Wednesday 29 October 2008

MIMIT seminar series - bone regeneration

Regeneration of bone using off-the-shelf injectables: In-vivo homing of stem cells –
Professor Jons Hilborn

Bone conduction requires three main components; cells, matrix and growth factors. Bone is good at repairing itself, however severe injuries require therapy. Using human or animal tissue involves risk of virus transfer and ethical issues, but tissue engineering produces unique polymers with biological properties. The basic problem with foreign materials is the reaction of surrounding tissue i.e. formation of scar tissue/ poor vascularisation of the bone etc, therefore materials must be able to promote cell colonisation, nutrient diffusion and vascularisation.

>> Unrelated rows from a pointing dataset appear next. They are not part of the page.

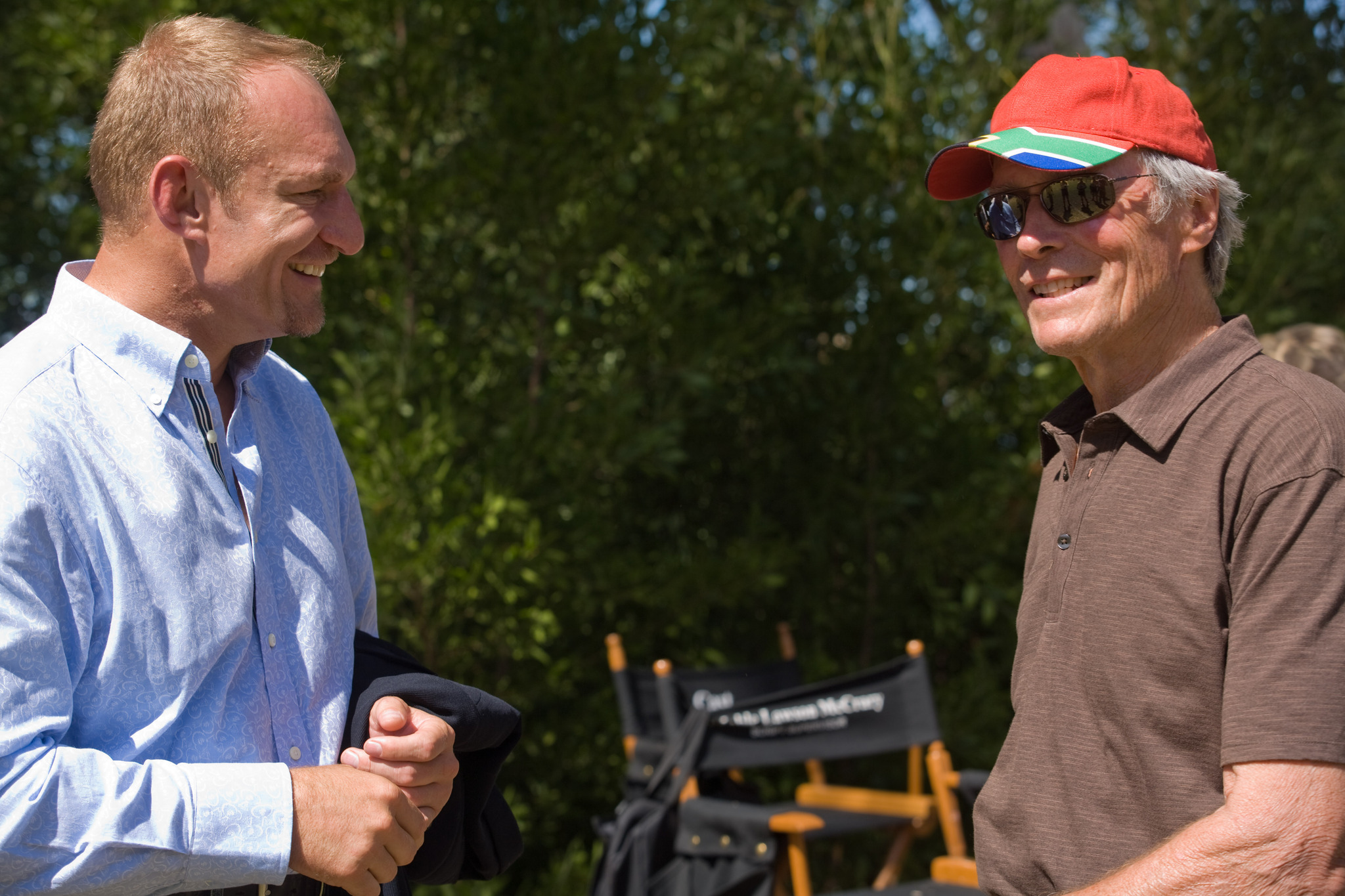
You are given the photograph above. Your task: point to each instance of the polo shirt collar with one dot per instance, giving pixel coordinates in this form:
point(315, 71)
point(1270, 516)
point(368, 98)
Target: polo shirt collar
point(147, 355)
point(1158, 410)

There are two main approaches; in-vivo techniques that involve bone grafts, signalling molecules or cell/gene therapy or in vitro techniques i.e. culture system with scaffolds and a cell source. Traditionally stem cells are harvested, isolated, differentiated, seeded into a scaffold and then multiplied. Cells need a nutrient supply and can be stimulated to produce more protein and guide growth direction. Previous studies illustrate how bone can be fabricated from patient muscle, where CT scans demonstrate the ectopic bone formation. However poor vascularisation is still a problem, illustrating that formation of bone at the defect site is better than moving it.

Bone regeneration uses protein initiators called bone morphogenetic proteins (BMP’s); which regulate cartilage and bone differentiation. These proteins have specific cell surface receptors that bind to target receptors, initiating a cascade of events in the cell. The nucleic DNA is activated, gene products are produced and the cell transforms into osteoblasts and so forth. Clinical trials commonly use collagenous bone matrix, however other studies used heparin/chitosan injectables with BMP2 induced bone, on a titanium mesh covering the defect area. Side effects such as inflammation and fever indicate that a better carrier matrix is required. The ultimate goal is to produce a non animal, safe, bioresorbable composite of polymer and ECM with biochemical info to trigger tissue regeneration.

Prof Hilborn’s group used hyaluronan as a carrier for BMP2 which is advantageous as it is identical in all vertebrates, water soluble, biocompatible/biodegradable and functional groups can be modified. As a liquid, it is injected into the area to form a hydrogel (98-99% water) at pH 7.4/37c. The gel forms in less than 1 minute, by cross linkage in situ and hardens in 2-3 hours. Rapid gelation is vital in order to retain shape and prevent spreading after the subcutaneous injection. The gel degrades after staying in the muscle for 4 weeks and there is no indication of toxicity to surrounding cells. In vivo experiments were also carried out investigating the homing of stem cells, an osteoconductive nano-sized hydroxyapaptile filler was used as high density bone. The product was tested in mini-pigs, where a defect of 4cm x 2cm was created, no spontaneous healing occurred and then the gel was injected to form fully vascularised bone. There are proposed clinical trials for the use of this product in patients with cleft palates as they show more consistency compared to skull defects.

This hyaluronan based injectable has the necessary biocompatible properties and is much preferred than surgery. Pre clinical data is good and there is also the possibility of introducing ascorbic acid/ vitamin C in clinical trials to promote growth. It also has the potential to be used for other problems such as bone disease, formation of cartilage i.e. rheumatism and possibly repair in the nerves, muscle and brain.